2012 Avrasya Maratonu

Allahım, nasıl bir kabustu o? Tüm antrenmanlar dahil hayatımın en berbat koşusu. Bunu hazmetmek ve yazıya dökebilmek o yüzden 4,5 ayımı alıyor.

Evet, maraton koşmak meşakkatli bir iş, takdire şayan bir iş. Bu yüzden bu işe karar veren, emek veren herkesi -kendim dahil- yürekten kutluyorum. Hatta sadece maratonu koşup bitirenleri değil, maratonu koşabilmek için ızdırapla geçen 4 ayı atlatabilen herkesi kucaklıyor ve öpüyorum.

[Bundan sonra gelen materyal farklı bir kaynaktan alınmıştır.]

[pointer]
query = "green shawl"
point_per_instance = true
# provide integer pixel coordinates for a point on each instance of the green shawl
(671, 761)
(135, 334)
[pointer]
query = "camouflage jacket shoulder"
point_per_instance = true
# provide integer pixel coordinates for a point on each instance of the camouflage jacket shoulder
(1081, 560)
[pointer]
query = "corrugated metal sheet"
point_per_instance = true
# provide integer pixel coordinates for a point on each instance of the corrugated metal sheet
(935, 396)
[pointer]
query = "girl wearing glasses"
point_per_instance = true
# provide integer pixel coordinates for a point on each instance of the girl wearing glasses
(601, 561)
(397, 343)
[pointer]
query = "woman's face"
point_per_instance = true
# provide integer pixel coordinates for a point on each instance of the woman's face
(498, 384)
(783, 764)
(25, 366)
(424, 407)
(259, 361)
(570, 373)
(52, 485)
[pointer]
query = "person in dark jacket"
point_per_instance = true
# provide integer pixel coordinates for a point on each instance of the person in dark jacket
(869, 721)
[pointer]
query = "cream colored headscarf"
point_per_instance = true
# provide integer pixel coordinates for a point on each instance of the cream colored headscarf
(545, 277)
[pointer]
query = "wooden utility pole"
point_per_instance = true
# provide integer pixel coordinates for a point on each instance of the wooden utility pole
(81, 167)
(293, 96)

İlk maratonumu Mart 2012de Antalya’da koşuyorum, o kadar rahat koşuyorum ki, az daha çalışsam harikalar yaratırım sanıyorum. Bir kere insan bir kez maraton koşunca, üzerine gereksiz ve hiç de hak etmediği bir güven geliyor. 10km yi hazırlanmadan da koşarım, üstüne bi de PB (personal best) yaparım falan oluyor. Temmuz ayında British 10k London Run da gördük PB yi! Ama uslanmadık tabi. Avrasya da maraton koşmaya karar verdiğimde, yarışa sadece 13 hafta olmasına ve Mart ayındaki maraton yarışından beri uzun koşu yapmamış olmama rağmen daha önce bir maraton koşmuş olmama güveniyorum sadece. İşte insanın başına iş açan o güven, bu güven.

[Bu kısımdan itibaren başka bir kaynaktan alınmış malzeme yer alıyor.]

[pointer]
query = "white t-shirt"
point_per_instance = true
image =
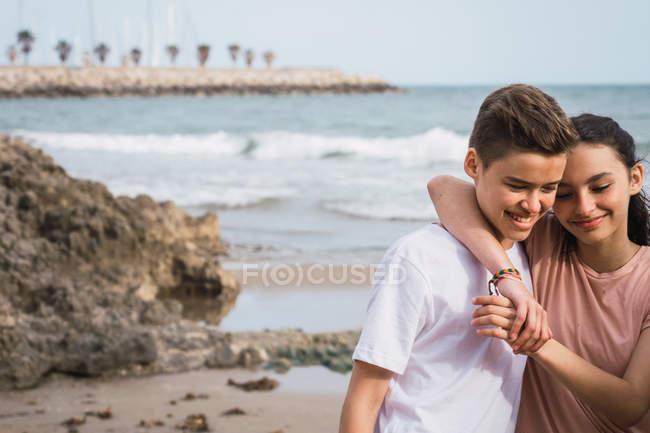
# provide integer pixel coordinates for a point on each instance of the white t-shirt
(447, 378)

13 hafta sürmesi gereken yarış programının 5. haftada aniden kesilmesi ile antrenmanlar da düzensiz bir hal alıyor. İnterval ve tempo koşularından tamamen vazgeçiyorum, yarışa kadar 7 tane olmasını planladığım 30k ve üzeri uzun koşulardan sadece 2 tanesini yapabiliyorum ama hala hedefimden şaşmış değilim. Ne de olsa vaktiyle bir 42k koşmuşluğum var! Dahası yarışa 2 hafta kala antrenmanlara tamamen son veriyor, 1 hafta kala karbonhidrat yüklemesine başlamayı unutuyorum. Taper döneminde kilo almayı beklerken 2 kg verdiğimi görünce bir yerlerde yanlış yaptığımı ilk kez fark ediyorum, hedefimle ilgili kuşkular da böylece başlıyor.

Nihayetinde yarış günü maratonu 4 saatin altında bitirecek bir program izlemediğime kendimi ikna edip, yarışı zorlanmayacak bir pace le bitirmeye karar veriyorum. Aksilikler burada bitmiyor: yanımda sadece 2 tane enerji tableti var. Geriye kalanını istasyonlardan alırım diye düşünüyorum. Ne var ki Avrasya maratonunda, Runtalya’da olduğu gibi powerade ler, portakallar, muzlar yok. İstasyonlarda sadece su var. Karbonhidrat yüklemesi yapmadığım için daha 18.km ye gelmeden acıkıyorum. İlk tablet bozuk çıkıyor, suda erimiyor. Su şişesiyle birilikte atıyorum, ikincisini denemiyorum bile. 42km boyunca su dışında hiçbir destek alamıyorum. Yarış öncesi karbonhidratla beraber yeterli sıvı da tüketmediğimden yarış sırasında suya doymuyorum. Koşarken damla damla içebildiğim su yetmiyor. Sık sık, kana kana su içmek için durmayı düşünmekten koşuya konsantre olmakta zorlanıyorum.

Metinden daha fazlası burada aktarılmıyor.